Without these trails used by porters and mules to ferry in goods, more than 1mn people living in isolated villages in central Nepal were desperately short on food.
What staples did manage to creep along these damaged lifelines to local markets quickly skyrocketed in price.
“The cost of those items once they get there becomes prohibitive, especially nutritious food,” said Pippa Bradford, head of the World Food Programme in Nepal, of the areas worst-hit by the 7.8 magnitude earthquake in April 2015.
In the months following the disaster, food supplies to these remote areas, already so limited before that many children suffered from stunting, all but dried up.
Mules couldn’t travel on the damaged paths, meaning all goods had to be carried precariously on the backs of porters. Journeys that took one or two days doubled.
“(The trail) was scary, with big crevices, and it looked like it might slip away at any moment,” said Rochit Tamang, 24, a porter from the remote Ruby Valley just 30km (19 miles) east of the quake epicentre.
The WFP declared more than 1.1mn Nepalis “severely food insecure” – one step below famine – immediately following the earthquake, and supplies were shuttled in by helicopter to alleviate the crisis.
But as global disaster efforts shifted from emergency response to reconstruction, the choppers stopped, leaving these villages in the foothills of the Himalayas to fend for themselves.
“Even if people had some money, if they don’t have a trail, they can’t access the market,” said Pushpa Shrestha, who works with WFP in Nepal.
Two years on, these vital trails are all but restored in Nepal’s four worst-hit districts through a $6mn project funded by British aid.
Goods are slowly trickling back into communities. Long mule trains laden with sacks of rice, lentils and sugar snake up steep slopes to the villages, vying for space with porters carrying everything from basics to live chicks in large whicker baskets on their backs.
“It was bad and not too fit for walking before. Now it is easy to walk. There are more mules and they are able to bring more goods,” said mule owner Jitpa Tamang, who transports goods between hamlets in the Ruby Valley in Dhading district.
Food prices have stabilised as the journey time has reduced.

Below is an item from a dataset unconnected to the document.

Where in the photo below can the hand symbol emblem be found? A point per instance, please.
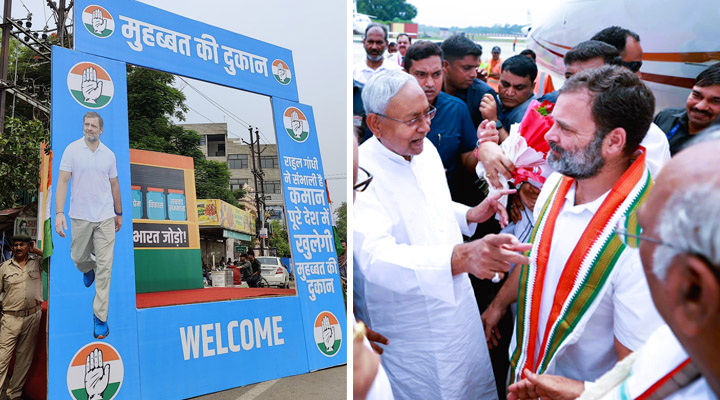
(296, 124)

It’s far from perfect though, with residents in Lapa – a village in Dhading two days walk from the road – complaining that owners of mules operate like a cartel and fix prices.
In mountainous Nepal, home to eight of the world’s highest peaks, around 2.6mn people – 9% of the population – live in villages only accessible on foot, according to the United Nations.
The rugged terrain and extreme temperatures mean that communities are only able to farm the land for half the year, relying on food stocks through the winter.
In the quake-hit districts, food stocks were destroyed in the 2015 disaster and remain perilously low after two years of erratic rain, said Shrestha of WFP.
“The local crop production in places like the northern belt of Dhading is not sufficient to ensure food security year round, so any kind of natural disaster like drought or hailstorm they become vulnerable,” he said.
In the Lapa Valley, food prices fluctuate throughout the year, said Bam Tamang who owns a shop in Borang village, a two-hour walk from the road.
“But it has become much better for us after the trail was rebuilt,” the shopkeeper said as the laden mules plodded past his shop.
Mules carry goods along restored trails in Dhading, some 100km northwest of Kathmandu.